RNA-Seq and whole-exome sequencing
From the collected patient material, total RNA was extracted with phenol-chloroform and subsequently transcribed by using Superscript II RT (Invitrogen). Shearing of the cDNA was performed with the Covaris S2 device (Covaris) with the default settings and was further constructed according to the TruSeq RNA Sample Preparation v2 Guide (Illumina). The sample libraries were subjected to paired-end sequencing (2 × 75 bp) and aligned against hg19 using TopHat v2.22 Genomic DNA from patients and in vitro cultured control CD3+ T cells were processed similar to 3q-Seq protocols and captured by exome bead capture (SeqCap EZ Human Exome Library v3.0). The sample libraries were paired-end sequenced (2 × 100 bp) and subsequently aligned against hg19 using BWA with default settings.17
Overall, we performed whole-transcriptome sequencing (RNA-Seq) on 41 and WES on 10 out of these 41 inv(3)/t(3;3) myeloid malignancies. Read and alignment statistics for RNA-Seq and WES data are found in supplemental Figure 1A-C and supplemental Table 4. On average, we observed a medium to high coverage for the targeted exome in WES data (∼62×), sufficient to detect mutations with a VAF of 10% or more. Reads generated for RNA-Seq analyses predominately fell within transcribed regions (∼52%) (ie, ribosomal genes, coding sequence, and UTRs), according to the RefSeq Transcriptome database, and, on average, 91% of the reads could be aligned to hg19. Gene expression profiles (GEP) for 24 inv(3)/t(3;3) patients were constructed for differential expression, cluster, and principle component analyses with the DESeq2 package.23 Copy number variation (CNV) profiles from the WES data were calculated by CNVsvd (M.A.S., R.H, and P.J.M.V., manuscript in preparation; supplemental Figure 2).
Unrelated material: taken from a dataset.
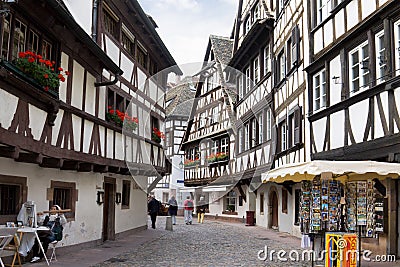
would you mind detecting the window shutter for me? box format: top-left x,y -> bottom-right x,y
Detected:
291,25 -> 300,66
294,107 -> 301,145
Briefly, per patient the total number of fragments was determined for each exon or determined from consecutive 500 nucleotide-wide windows for large exons. The estimation of CNVs is hampered by systematic variance introduced by sequence technology bias or repetitive and homologous sequences, which can be observed in all sequenced cases. By using a control reference data set under the assumption that these cases have a normal karyotype (ie, the in vitro cultured CD3+ T cells), the local variance composition can be captured. These estimated local variance components can be used to attenuate the systematic variance in all sequenced cases. Finally, the normalized count statistics were used for the estimation of the CNV WES profile.
Variant detection
RNA-Seq data were preprocessed for variant detection by splitting the exon boundary spanning reads using the Genome Analysis Toolkit.24 Subsequently, the variants were determined with the Samtools API and MuTect for RNA-Seq and WES data.19,25 The detected variants were annotated with AnnoVar26 and further characterized by multiple read statistics determined by an in-house developed algorithm. In brief, the algorithm determines for each variant the VAF, local read statistics based on the alignment and base qualities, mutation likelihood given the local sequence context, recurrence given the catalog of somatic mutations in cancer, recurrence determined from population-based sequencing efforts (1000 genomes project), and, when available, the likelihood of the mutation given the same set of read statistics in a control sample. The validity of our approach combining WES data with RNA-Seq data to infer variants is substantiated by the observation that nonsense-mediate decay was negligible for mutant allele detection, as was demonstrated by similar VAFs of mutant disease alleles observed within cases characterized by both WES and RNA-Seq (supplemental Figure 3). Frameshift and premature stop codon–introducing mutations were selected and dichotomized on their location in the gene body. Mutations located in the terminal exon or approximately 50 bp from the exon boundary of the penultimate exon should theoretically be unaffected by nonsense-mediate decay, whereas stop codon–introducing mutations situated in other locations of the gene body should be affected. Finally, variants were examined when they were recurrently detected in >2 patients or if they were previously linked to leukemogenesis or cancer pathogenesis.27,28 All listed variants were validated by Sanger sequencing, except for FLT3-ITD, which was determined by reverse-transcription polymerase chain reaction.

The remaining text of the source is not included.